The Dunbar Hotel and Club Alabam
These words by Paul Laurence Dunbar, the namesake for the Dunbar Hotel that once sat as the crown jewel of the pulsating and thriving Jazz Corridor of Central Avenue, in many ways describe the aspirations, upward mobility, and eventual disinvestment in Central Avenue and the dissolution of its patrons and residents. Once a flourishing center of African American life in Los Angeles, this area of South Central is a far cry from its heyday in the 1920s-1940s. But as you head south on Central Avenue, past the vacant lot where beloved Jack’s Basket Room once sat, past mini-marts and barbershops, past friendly faces on busy sidewalks, there it is: the former home of the Dunbar Hotel and Club Alabam. The structure has been beautifully restored to serve as a low-income apartment building, and Delicious at the Dunbar, a restaurant serving up a mix of soul food and Mexican dishes, opened on the ground floor in November 2018.
Often on our adventures to find “Lost Angeles,” we discover ourselves amongst architectural ghosts and ruins. We don’t always have the privilege of interacting with a location’s present and future in addition to it’s past, or the community that keeps its legacy alive.
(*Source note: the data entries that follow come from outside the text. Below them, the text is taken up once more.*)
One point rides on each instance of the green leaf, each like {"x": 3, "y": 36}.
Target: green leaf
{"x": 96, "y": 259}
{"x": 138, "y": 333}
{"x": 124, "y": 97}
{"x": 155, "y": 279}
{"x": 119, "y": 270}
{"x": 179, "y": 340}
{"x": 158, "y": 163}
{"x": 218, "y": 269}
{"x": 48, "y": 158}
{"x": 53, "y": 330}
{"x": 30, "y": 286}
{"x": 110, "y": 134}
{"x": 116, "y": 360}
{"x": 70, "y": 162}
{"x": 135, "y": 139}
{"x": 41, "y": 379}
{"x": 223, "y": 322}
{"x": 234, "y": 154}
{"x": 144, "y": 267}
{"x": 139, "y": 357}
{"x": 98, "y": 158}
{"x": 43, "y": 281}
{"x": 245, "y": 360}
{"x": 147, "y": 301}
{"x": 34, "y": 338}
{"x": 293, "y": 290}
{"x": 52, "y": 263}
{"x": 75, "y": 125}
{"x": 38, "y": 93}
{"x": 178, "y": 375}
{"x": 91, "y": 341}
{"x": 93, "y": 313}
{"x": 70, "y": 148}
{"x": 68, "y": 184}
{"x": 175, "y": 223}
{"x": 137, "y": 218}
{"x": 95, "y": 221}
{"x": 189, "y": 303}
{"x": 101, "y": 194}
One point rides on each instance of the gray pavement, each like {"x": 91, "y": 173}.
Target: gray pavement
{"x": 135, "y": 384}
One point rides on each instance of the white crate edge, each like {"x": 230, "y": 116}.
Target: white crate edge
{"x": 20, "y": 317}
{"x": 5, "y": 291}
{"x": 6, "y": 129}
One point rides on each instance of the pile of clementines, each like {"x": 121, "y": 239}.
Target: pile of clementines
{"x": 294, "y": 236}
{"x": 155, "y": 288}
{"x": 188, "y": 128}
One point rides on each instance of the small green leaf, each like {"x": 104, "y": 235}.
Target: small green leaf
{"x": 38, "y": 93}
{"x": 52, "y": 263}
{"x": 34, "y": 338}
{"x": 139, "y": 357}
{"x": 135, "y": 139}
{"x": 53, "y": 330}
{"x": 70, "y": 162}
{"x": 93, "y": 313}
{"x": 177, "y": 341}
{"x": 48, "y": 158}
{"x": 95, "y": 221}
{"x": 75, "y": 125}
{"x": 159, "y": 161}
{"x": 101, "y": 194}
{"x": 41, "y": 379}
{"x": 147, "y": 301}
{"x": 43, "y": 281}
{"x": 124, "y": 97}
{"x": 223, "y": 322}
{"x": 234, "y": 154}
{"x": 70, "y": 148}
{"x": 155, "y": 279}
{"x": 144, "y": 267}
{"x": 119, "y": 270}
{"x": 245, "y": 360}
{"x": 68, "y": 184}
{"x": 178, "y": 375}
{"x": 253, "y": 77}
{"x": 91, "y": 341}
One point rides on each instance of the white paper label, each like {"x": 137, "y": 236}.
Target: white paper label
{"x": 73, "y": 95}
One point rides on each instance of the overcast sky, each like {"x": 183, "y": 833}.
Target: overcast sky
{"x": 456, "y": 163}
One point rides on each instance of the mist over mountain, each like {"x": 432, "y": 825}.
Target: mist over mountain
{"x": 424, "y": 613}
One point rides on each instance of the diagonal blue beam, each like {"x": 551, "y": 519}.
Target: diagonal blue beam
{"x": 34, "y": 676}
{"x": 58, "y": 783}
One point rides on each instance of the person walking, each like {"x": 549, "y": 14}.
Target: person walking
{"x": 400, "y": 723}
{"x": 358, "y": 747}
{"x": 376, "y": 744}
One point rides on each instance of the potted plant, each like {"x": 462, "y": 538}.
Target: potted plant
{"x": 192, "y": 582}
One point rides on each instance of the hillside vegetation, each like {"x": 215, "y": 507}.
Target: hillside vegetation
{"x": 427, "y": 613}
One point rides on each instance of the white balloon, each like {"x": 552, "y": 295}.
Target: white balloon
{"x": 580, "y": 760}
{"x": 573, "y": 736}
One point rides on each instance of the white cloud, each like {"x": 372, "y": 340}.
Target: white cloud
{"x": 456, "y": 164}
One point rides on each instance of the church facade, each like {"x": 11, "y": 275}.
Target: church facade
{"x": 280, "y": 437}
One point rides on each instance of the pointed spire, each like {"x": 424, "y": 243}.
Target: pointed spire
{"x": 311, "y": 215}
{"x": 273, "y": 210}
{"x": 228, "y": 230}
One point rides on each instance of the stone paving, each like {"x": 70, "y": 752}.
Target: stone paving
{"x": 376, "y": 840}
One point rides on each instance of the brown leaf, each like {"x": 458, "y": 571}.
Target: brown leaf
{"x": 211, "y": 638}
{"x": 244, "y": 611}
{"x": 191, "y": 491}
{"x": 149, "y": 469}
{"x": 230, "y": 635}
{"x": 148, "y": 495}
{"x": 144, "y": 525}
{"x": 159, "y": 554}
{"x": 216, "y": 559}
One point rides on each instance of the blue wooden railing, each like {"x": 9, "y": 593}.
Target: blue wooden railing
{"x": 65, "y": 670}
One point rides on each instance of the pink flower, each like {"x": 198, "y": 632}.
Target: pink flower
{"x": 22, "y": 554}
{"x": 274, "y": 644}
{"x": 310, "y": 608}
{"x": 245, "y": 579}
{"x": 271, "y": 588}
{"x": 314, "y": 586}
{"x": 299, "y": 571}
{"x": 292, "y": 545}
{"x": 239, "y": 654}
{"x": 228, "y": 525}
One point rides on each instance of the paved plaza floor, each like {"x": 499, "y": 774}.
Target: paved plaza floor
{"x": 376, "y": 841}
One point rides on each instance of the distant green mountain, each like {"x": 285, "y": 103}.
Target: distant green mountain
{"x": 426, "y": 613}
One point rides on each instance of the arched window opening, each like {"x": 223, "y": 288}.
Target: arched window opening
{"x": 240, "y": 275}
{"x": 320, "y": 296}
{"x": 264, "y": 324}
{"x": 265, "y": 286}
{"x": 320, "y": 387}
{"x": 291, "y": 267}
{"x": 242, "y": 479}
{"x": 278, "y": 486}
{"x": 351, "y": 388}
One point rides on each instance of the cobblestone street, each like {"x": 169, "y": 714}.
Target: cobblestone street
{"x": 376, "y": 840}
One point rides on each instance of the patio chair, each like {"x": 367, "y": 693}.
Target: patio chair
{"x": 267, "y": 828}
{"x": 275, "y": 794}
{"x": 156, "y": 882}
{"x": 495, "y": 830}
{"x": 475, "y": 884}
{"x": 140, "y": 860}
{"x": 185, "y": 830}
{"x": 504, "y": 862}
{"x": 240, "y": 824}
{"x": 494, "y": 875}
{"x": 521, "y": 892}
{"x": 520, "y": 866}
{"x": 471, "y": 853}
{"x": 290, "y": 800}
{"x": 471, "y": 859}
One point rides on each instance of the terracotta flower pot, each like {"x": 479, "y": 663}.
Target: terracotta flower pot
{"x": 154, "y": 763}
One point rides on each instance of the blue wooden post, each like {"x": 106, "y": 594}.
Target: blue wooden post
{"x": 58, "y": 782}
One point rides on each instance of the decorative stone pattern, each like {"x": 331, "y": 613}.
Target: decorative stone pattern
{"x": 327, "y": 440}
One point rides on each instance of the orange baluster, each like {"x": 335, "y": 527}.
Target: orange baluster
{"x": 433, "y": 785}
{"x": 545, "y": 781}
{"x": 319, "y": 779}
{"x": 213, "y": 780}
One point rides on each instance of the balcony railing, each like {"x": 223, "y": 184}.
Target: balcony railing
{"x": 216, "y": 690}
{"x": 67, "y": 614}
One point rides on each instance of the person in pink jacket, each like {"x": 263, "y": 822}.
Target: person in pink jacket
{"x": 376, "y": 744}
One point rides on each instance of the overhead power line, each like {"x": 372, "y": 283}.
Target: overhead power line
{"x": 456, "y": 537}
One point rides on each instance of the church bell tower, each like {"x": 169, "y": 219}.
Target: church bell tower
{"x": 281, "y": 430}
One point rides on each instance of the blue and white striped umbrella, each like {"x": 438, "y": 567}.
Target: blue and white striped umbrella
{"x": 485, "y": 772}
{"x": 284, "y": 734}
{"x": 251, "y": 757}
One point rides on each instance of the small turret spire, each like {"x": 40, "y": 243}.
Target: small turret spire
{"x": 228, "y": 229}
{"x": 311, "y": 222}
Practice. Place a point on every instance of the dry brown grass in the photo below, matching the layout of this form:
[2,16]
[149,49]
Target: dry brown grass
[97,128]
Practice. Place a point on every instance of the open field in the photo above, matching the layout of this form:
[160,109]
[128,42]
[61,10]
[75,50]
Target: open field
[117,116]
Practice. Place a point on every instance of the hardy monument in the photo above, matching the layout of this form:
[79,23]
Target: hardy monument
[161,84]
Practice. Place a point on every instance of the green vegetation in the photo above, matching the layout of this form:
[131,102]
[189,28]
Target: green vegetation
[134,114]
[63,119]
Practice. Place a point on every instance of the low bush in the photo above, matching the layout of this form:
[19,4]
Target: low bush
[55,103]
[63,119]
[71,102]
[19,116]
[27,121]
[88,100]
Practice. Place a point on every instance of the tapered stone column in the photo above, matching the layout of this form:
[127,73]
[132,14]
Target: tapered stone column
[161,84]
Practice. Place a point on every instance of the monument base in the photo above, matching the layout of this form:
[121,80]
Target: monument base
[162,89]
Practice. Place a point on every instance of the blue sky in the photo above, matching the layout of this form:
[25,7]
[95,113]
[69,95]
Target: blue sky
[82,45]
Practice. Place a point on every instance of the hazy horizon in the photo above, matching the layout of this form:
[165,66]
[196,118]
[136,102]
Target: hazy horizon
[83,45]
Over fried chicken, mac and cheese, corn bread, and sweet tea, we talked amongst ourselves about the history of the Dunbar Hotel and Club Alabam, and took in the sights and sounds of a community in transition. Visible outside the restaurant window is a mural depicting the history and integral figures of the Jazz Corridor of Central Avenue, including powerful slogans like “Don’t Move Improve” and “Don’t Buy Where You Can’t Work.” These words and figures loom large over an area of South Central that at once seems forgotten and hopeful.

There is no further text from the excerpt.